Rory was so nearly caught by Kate’s father, except Kate slipped into the shed and turned out the lights and he was able to get away. Her father never was
sure if a dingo had got the duck or Kate had been responsible but Rory was livid she’d put herself at risk. He flayed her with his anger so fiercely that she almost wished he’d shaken her instead; he didn’t speak to her for days. But she would have done it again if she’d needed to.

 

Today was like that. She couldn’t guarantee it.

‘Well, don’t get washed away.’

Rory grinned at her. ‘Kate. You really do care.’

Grrr. Typical man, laughing at danger. If men took fewer risks there’d be less danger. They were so stupid sometimes. ‘Oh, I care, but then I’d care if you were an animal.’ She pretended to ponder it. ‘Probably more.’

Rory looked suitably dashed. ‘Gee, thanks.’

He gave up his attempt to roll his jeans high enough and moved back to the truck, where he shucked them down and threw them on the driver’s seat.

‘Now do you care?’ He posed, hands on the strongly muscled thighs of his tanned legs, elbows bent like a male model as Kate tried not to see the whipcord body beneath his black boxers and shirt tails. Rory had certainly grown up.

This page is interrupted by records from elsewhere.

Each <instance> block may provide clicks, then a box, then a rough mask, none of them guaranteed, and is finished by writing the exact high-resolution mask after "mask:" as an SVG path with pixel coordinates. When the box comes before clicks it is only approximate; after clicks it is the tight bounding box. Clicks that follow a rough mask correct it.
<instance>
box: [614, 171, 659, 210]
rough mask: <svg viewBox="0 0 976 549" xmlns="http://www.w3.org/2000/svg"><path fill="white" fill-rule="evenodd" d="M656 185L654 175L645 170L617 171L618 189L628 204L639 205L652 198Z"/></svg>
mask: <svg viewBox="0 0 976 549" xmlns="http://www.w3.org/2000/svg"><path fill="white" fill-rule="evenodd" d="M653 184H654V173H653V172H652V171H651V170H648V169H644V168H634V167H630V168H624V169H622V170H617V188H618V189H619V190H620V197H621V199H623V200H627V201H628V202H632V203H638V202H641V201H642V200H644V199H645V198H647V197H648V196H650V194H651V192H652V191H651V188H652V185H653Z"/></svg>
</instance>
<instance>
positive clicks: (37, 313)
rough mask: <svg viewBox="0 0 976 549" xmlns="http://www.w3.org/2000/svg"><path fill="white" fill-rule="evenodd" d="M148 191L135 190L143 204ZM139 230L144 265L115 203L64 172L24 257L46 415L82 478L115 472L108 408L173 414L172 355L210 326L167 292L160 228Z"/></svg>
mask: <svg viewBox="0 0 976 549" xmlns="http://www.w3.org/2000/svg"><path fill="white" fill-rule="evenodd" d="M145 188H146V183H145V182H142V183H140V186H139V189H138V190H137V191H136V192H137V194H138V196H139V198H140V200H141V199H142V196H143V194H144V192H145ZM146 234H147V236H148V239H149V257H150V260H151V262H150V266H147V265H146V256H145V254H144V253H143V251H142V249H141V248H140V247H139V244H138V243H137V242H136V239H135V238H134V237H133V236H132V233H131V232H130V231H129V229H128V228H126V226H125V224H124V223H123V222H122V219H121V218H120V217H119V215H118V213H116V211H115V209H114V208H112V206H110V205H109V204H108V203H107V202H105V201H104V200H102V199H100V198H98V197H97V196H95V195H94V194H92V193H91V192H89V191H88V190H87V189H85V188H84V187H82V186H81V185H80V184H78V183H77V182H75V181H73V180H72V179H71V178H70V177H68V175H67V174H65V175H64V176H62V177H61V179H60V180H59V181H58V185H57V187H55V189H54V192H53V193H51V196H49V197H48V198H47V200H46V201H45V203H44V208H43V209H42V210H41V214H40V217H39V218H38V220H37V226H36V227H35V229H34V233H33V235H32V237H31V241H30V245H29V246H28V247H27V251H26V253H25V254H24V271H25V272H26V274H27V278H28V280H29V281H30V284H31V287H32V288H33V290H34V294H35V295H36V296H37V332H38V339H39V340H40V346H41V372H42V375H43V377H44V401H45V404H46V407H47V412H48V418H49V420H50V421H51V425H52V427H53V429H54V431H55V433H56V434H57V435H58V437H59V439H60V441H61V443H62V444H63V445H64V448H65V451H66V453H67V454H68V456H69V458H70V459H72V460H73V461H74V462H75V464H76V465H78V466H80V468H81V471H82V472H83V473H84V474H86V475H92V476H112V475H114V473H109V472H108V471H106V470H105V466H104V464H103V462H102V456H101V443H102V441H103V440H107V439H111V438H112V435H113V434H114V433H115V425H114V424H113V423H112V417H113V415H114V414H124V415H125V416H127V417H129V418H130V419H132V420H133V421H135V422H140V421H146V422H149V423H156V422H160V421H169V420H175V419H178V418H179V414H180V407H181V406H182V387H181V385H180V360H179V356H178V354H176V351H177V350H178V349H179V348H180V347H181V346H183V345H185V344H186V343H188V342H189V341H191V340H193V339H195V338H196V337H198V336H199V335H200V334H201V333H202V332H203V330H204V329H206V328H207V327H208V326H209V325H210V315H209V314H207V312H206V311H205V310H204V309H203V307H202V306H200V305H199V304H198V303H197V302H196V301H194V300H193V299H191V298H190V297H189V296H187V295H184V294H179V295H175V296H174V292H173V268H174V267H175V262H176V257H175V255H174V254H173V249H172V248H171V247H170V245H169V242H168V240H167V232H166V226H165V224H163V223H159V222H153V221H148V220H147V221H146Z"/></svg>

She shrugged and looked away to hide her eyes. ‘Maybe. I’d probably care as much as an animal. Now, stop stressing me and move it,’ Kate said and turned her back. Actually, it was for her own protection because Rory looked far too sexy and danger
ous, and too dear to lose. Yet, despite their predicament, she was beginning to wish he’d taken off his shirt as well as his jeans so she could see what she couldn’t help imagining. What she should be thinking instead was how she could save him if he needed help.

‘Enough joking,’ he said and Kate felt her heart rate pick up with a thump in her chest as Rory turned to enter the water. Her palms truly began to sweat.

‘Be careful, Rory.’ She had a bad feeling about this.

He approached the edge. ‘Yes, ma’am.’ He looked back at her once more as he entered the water. ‘Do watch for mysterious logs with eyes.’

‘Absolutely.’ Kate was deadly serious—they both were—and she scanned the banks again before she watched him wade in.

Rory edged across, one step at a time. The water attempted to sweep him sideways but he leaned into it, strong thighs braced against the torrent. Once he stumbled slightly when his foot slipped into a crumbled section and Kate stifled a scream but he recovered well. He threw her a one-eyebrow-raised glance and continued on.

Kate rested her hand over the pulse in her throat—she could feel the beat against her fingers—and took shallow sips of air until Rory finally emerged on the other side.

The causeway was deep but the truck would handle it. Rory started back and Kate watched his
every step, which was why she didn’t see the branch until it was too late.

‘Watch the log, Rory,’ she yelled and he twisted to see, maybe even thinking it was a crocodile, and lost his footing and the branch collided with his legs as he tried to regain his balance.

Rory was skittled into the water like a tenpin by a ball and Kate screamed his name as his head bobbed under the water and then resurfaced.

The speed of the water carried him swiftly down the swirling river and Kate scrambled along the side of the bank as she desperately tried to keep up with him through the scrub.

Her heart pounded in her ears and she couldn’t see where he’d gone until she climbed out onto a fallen tree that overhung the river. The trunk stretched a third of the way across the torrent but where it dipped into the water she couldn’t keep her balance and she had to sit down to edge along the trunk so she could peer out over the river.

Rory was hooked on a tree root that curled around him like an arthritic hand out of the bed of the river. It tangled his shirt as the water flowed over his face and head and he disappeared under the water. Then he reappeared, shook his head to clear it and glanced up to where Kate was overhanging the torrent.